The Moores are supposed to be our point of reference for this terrible event. Wahlberg’s performance as Elliot is one of the few redeemable things about the movie, but he’s still stuck with lines that force his to speak like a pedantic grammarian, inserting proper whoms in the midst of what’s supposed to be confused terror. As the driving force of the movie, he embodies the problem with the film’s take on people – that they’re only there to drive the fable towards its end, all tools of the grand designer (Shyamalan playing around as God). Things seem to happen because they’re supposed to, not because people would actually act that way.
Alma Moore is perhaps one of the most laughably stupid characters that’s ever graced a summer multiplex. Zooey Deschanel is an actress who always exudes a quiet intelligence about what’s happening onscreen, as if she read the script before everyone else did and is giving you a wink and a nod to just trust her and follow along. In this case, she seems to have read the script and just gone into denial about the 90 minutes of bullshit she’s a part of.

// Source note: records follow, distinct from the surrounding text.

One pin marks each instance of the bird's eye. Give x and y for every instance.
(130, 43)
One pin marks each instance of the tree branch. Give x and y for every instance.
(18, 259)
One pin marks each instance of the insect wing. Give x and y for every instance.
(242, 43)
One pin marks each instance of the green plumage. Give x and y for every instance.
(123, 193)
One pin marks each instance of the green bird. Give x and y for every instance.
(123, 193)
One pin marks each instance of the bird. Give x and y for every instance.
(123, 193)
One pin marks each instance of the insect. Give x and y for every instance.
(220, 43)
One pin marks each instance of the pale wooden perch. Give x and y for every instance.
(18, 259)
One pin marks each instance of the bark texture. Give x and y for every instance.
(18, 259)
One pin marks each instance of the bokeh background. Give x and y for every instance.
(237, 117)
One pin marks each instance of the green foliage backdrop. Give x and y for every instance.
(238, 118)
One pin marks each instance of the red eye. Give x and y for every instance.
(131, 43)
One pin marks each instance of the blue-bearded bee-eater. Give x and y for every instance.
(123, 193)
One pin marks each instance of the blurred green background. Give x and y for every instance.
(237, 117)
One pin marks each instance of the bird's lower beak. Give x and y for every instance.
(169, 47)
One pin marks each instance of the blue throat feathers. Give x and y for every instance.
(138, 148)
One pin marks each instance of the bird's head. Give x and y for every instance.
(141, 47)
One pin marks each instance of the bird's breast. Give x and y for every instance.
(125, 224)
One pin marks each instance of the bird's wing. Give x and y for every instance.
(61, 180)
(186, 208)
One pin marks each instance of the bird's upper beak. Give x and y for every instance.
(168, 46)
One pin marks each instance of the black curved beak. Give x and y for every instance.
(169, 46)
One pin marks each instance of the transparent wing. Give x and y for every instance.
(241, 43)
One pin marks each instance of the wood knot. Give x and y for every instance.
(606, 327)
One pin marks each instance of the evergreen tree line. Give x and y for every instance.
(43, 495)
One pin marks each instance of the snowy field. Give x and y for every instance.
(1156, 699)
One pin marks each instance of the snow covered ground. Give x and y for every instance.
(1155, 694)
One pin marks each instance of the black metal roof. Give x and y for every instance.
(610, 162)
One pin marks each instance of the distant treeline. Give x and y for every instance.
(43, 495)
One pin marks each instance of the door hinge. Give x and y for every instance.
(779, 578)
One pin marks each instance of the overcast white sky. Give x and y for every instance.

Alma has problems showing her emotions. How do you know? Because twice in fifteen minutes, she says it, point blank. It’s a core piece of characterization that Shyamalan didn’t seem to have confidence in his actors to show. Her Alma seems almost as if she has Asperger’s, incapable of relating to others properly or responding to the moment at hand. Treading through what’s quite literally a killing field, she reveals a dark secret to Elliot – she had dessert after work (tiramisu, to be exact) with her coworker, Joey. Joey, of course, is the offscreen voice of M. Night Shyamalan, who is now both God and the dude that the female lead wants to fuck.
If he could have dressed up as a tree, I’m sure he would have.
Her almost-dalliance with Joey, though, is so asinine and even innocent that instead of making you look at the Moores as a couple, it just makes you wonder why they’re even together. The simplest answer? They were meant to be. And we figure this out at the end as Alma is with child, blessed by the benevolent M. Night with the greatest gift he can imagine.
Equal parts heavyhanded, heavyhearted and just plain heavy, The Happening is a movie about Intelligent Design…and about the notable and repeated failures of its designer.